Kiat Memilih solusi Load Balancing
Di bagian akhir pemaparannya, Henry Kay juga membagikan hal-hal yang harus diperhatikan dalam memilih solusi load balancer untuk implementasi multi cloud. Pertama, perhatikan fitur-fitur penting dan manfaatnya yang harus memudahkan implementasi dan pengoperasian.
“Teknologinya harus cukup simpel untuk di-deploy di banyak cloud. Solusi ini arus tersedia di banyak tempat atau tersedia sebagai BYOL image yang dapat dengan mudah Anda deploy ke cloud,” jelas Henry.
Kedua, lisensinya harus cukup fleksibel, mudah dikonsumsi, seingga mudah pula untuk membeli dan mengelolanya. Tak lupa Henry menyarankan perusahaan untuk melihat apakah fitur-fitur yang ditawarkan cukup memadai dan matang, misalnya ketersediaan fitur advanced Layer 7 Health Checking.
Harga yang kompetitif untuk value yang optimal juga harus menjadi pertimbangan dalam memilih solusi load balancing yang tepat. “Jangan berpikir bahwa cloud-native load balancer akan lebih murah.
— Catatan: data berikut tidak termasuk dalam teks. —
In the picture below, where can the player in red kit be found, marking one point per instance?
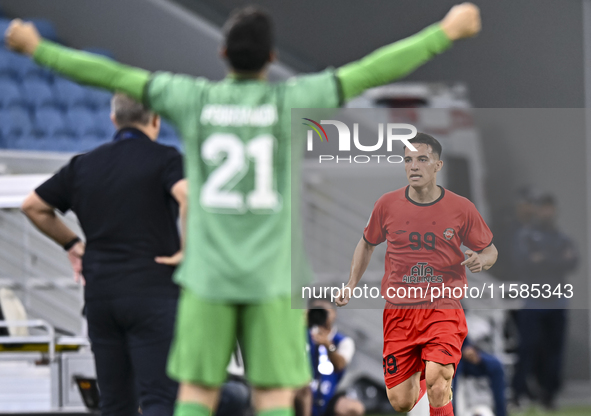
(424, 226)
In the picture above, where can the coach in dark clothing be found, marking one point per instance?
(126, 195)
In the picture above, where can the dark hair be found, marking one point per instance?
(424, 138)
(547, 200)
(129, 112)
(249, 39)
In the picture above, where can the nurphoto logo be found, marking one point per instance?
(387, 132)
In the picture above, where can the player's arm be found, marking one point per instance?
(478, 261)
(361, 258)
(179, 191)
(84, 68)
(397, 60)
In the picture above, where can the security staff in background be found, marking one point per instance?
(543, 255)
(126, 194)
(330, 353)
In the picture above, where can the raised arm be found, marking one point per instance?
(82, 67)
(361, 258)
(398, 59)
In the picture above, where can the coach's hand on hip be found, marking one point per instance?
(173, 260)
(75, 254)
(462, 21)
(22, 37)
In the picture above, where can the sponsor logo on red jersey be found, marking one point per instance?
(422, 273)
(449, 233)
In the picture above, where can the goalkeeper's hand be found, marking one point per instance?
(22, 37)
(462, 21)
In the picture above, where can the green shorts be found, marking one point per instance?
(272, 339)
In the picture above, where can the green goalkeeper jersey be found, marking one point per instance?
(237, 136)
(238, 160)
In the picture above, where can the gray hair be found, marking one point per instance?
(129, 112)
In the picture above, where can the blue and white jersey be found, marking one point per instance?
(326, 378)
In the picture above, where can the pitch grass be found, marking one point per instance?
(533, 411)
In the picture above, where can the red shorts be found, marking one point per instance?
(413, 336)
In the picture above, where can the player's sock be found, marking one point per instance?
(422, 391)
(191, 409)
(447, 410)
(276, 412)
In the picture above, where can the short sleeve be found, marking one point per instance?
(319, 90)
(374, 232)
(173, 170)
(475, 234)
(173, 96)
(346, 349)
(57, 190)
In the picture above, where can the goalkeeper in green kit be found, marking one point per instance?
(236, 134)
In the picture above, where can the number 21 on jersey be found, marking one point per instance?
(232, 159)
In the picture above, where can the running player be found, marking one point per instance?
(424, 226)
(236, 134)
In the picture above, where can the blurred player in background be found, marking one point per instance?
(236, 134)
(424, 226)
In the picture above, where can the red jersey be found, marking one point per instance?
(424, 243)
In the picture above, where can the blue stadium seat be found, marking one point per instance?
(81, 120)
(10, 93)
(38, 93)
(14, 122)
(62, 140)
(26, 142)
(103, 122)
(69, 92)
(45, 28)
(21, 64)
(37, 73)
(92, 140)
(6, 68)
(48, 121)
(166, 130)
(98, 99)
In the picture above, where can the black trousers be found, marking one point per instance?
(130, 340)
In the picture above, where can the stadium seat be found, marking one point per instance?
(37, 73)
(26, 142)
(166, 130)
(69, 93)
(92, 140)
(48, 121)
(10, 93)
(38, 93)
(98, 99)
(62, 140)
(103, 122)
(21, 64)
(81, 120)
(14, 122)
(45, 28)
(6, 68)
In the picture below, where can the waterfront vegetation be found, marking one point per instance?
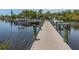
(67, 15)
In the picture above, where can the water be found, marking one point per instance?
(71, 37)
(15, 38)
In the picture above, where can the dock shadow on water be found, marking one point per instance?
(14, 37)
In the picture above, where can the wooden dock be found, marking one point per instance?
(50, 39)
(27, 22)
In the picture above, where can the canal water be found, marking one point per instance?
(13, 37)
(71, 37)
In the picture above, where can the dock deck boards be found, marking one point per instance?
(50, 39)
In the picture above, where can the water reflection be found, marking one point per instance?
(17, 38)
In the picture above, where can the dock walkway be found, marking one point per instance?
(50, 39)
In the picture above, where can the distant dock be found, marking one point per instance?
(49, 39)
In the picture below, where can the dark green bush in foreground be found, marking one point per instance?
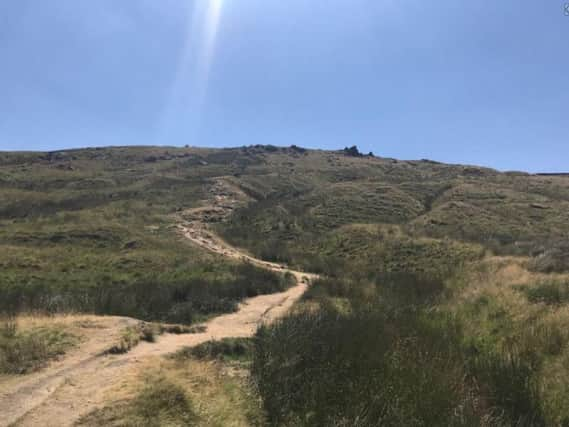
(390, 364)
(173, 298)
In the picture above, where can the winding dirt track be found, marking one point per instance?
(66, 390)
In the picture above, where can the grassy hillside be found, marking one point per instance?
(445, 293)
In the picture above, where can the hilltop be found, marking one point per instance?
(441, 296)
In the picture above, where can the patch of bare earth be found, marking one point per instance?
(87, 378)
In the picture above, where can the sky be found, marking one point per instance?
(482, 82)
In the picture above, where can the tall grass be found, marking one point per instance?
(388, 360)
(166, 297)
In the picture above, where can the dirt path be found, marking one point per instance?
(74, 386)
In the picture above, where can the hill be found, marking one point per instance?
(443, 292)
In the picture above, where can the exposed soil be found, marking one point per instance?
(81, 381)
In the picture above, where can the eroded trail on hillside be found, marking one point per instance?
(82, 381)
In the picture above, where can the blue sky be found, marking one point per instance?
(481, 82)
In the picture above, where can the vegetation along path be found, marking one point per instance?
(66, 390)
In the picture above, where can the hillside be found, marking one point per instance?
(456, 275)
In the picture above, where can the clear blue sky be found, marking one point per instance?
(481, 82)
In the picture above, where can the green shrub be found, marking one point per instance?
(225, 349)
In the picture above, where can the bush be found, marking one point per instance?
(228, 348)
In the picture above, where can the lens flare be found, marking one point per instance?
(188, 91)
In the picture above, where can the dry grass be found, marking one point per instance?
(492, 299)
(29, 342)
(200, 393)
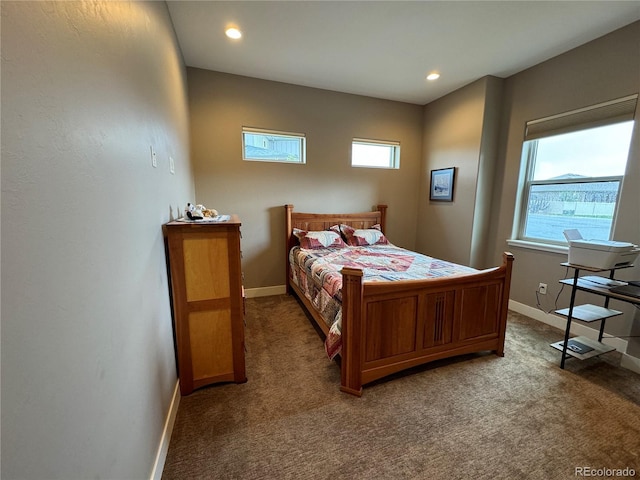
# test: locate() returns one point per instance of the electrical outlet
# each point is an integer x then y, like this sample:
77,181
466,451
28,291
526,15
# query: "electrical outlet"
154,158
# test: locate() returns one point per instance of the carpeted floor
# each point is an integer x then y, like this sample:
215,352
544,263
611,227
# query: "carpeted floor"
474,417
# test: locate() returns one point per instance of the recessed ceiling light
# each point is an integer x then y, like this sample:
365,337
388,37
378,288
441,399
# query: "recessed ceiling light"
233,32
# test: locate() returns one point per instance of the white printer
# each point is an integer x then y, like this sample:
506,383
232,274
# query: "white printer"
604,254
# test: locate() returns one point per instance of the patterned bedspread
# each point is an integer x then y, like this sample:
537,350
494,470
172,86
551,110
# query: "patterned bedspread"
317,273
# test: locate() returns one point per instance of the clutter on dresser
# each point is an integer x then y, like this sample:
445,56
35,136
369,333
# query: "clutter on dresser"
200,213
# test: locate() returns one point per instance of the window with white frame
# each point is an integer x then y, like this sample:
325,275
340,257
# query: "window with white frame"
375,153
574,165
272,146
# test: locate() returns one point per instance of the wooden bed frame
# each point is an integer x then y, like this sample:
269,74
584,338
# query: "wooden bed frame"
388,327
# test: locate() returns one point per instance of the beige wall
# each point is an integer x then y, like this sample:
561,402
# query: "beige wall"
220,104
460,130
88,367
604,69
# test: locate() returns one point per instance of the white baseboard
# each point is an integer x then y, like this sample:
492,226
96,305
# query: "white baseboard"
628,362
163,448
265,291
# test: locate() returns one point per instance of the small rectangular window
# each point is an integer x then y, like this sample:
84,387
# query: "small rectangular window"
271,146
375,153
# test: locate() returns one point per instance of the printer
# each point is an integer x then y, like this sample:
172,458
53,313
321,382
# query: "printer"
603,254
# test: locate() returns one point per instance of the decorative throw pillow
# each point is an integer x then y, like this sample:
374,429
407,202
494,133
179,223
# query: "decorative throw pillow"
312,240
364,237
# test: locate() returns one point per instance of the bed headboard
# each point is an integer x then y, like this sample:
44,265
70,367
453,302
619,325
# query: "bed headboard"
322,221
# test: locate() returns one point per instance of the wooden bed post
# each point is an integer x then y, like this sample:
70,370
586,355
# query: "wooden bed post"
287,239
383,217
352,340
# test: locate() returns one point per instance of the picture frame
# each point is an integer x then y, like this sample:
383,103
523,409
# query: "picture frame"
442,183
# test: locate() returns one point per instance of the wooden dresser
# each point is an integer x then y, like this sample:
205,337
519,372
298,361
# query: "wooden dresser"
208,310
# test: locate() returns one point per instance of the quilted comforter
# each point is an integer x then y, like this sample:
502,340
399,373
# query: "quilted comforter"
317,274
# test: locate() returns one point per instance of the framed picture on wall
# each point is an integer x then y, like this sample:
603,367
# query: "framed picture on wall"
442,182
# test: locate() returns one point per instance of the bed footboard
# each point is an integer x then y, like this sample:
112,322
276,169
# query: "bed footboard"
389,327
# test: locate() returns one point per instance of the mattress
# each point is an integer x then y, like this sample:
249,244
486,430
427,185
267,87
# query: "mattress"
317,273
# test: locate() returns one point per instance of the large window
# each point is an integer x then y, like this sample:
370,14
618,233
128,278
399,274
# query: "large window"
574,168
271,146
375,153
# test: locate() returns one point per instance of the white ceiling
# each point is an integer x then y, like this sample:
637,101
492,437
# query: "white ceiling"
385,49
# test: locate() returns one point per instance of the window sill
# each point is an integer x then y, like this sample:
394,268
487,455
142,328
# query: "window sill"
539,246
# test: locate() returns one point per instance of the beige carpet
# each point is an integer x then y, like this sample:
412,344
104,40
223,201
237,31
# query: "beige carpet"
474,417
Jika dikalkulasi per tahun, seringkali, atau selalu, cloud-native load balancer seringkali, atau bahkan selalu, tujuh kali lebih mahal dari pada solusi load balancing appliance,” ujar Henry.
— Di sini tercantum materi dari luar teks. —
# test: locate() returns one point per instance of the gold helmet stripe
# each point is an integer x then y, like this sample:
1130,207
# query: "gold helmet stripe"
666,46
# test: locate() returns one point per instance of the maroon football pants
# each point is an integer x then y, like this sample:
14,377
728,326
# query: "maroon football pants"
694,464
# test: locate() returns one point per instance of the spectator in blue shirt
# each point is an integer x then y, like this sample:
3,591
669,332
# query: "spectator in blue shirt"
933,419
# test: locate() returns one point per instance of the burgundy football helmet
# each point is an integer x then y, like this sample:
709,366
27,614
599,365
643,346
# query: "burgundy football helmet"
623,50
Selanjutnya, ia menyarankan perusahaan memilih solusi yang konsisten untuk implementasi di berbagai cloud dan jaringan. “Teknologi load balancing arus bisa bekerja di mana saja ia berada, dalam al pengguna, interface, konfigurasi, operation dan support,” ujarnya lagi.
Hadirkan Solusi Load Balancing, Kemp Gandeng BPT
Di Indonesia, solusi load balancing Kemp Technologies dihadirkan oleh Blue Power Technology (BPT), yang merupakan anak perusahaan CTI Group. Tak hanya menyediakan load balancer, BPT dan Kemp juga memiliki layanan lain seperti Application Delivery Controller (ADC), Network Performance Monitoring and Diagnostic (NPMD), dan Network Detection and Response (NDR) yang mudah dikembangkan dan digunakan.
Untuk mempermudah perusahaan dalam melakukan transformasi digital, BPT dan Kemp turut menyediakan metode pembelian lisensi yang fleksibel serta cakupan layanan untuk seluruh Indonesia.
Melalui webinar yang diselenggarakan bersama InfoKomputer, Randy Gosal, Product Manager BPT, berharap, solusi serta layanan dari BPT dan Kemp dapat membantu perusahaan mewujudkan transformasi digital sekaligus membangun ketahanan infrastruktur. Dengan demikian, perusahaan-perusahaan di Indonesia akan lebih siap menghadapi disrupsi di masa depan.
“Kami–BPT–bersama Kemp ingin membantu perusahaan di Indonesia dalam memastikan kinerja terbaik aplikasi-aplikasi bisnis mereka. Hal ini mencakup untuk meminimalisasi masalah jaringan, mendorong inisiatif digital dan pertumbuhan bisnis, serta tangguh terhadap berbagai disrupsi," tutup Randy Gosal.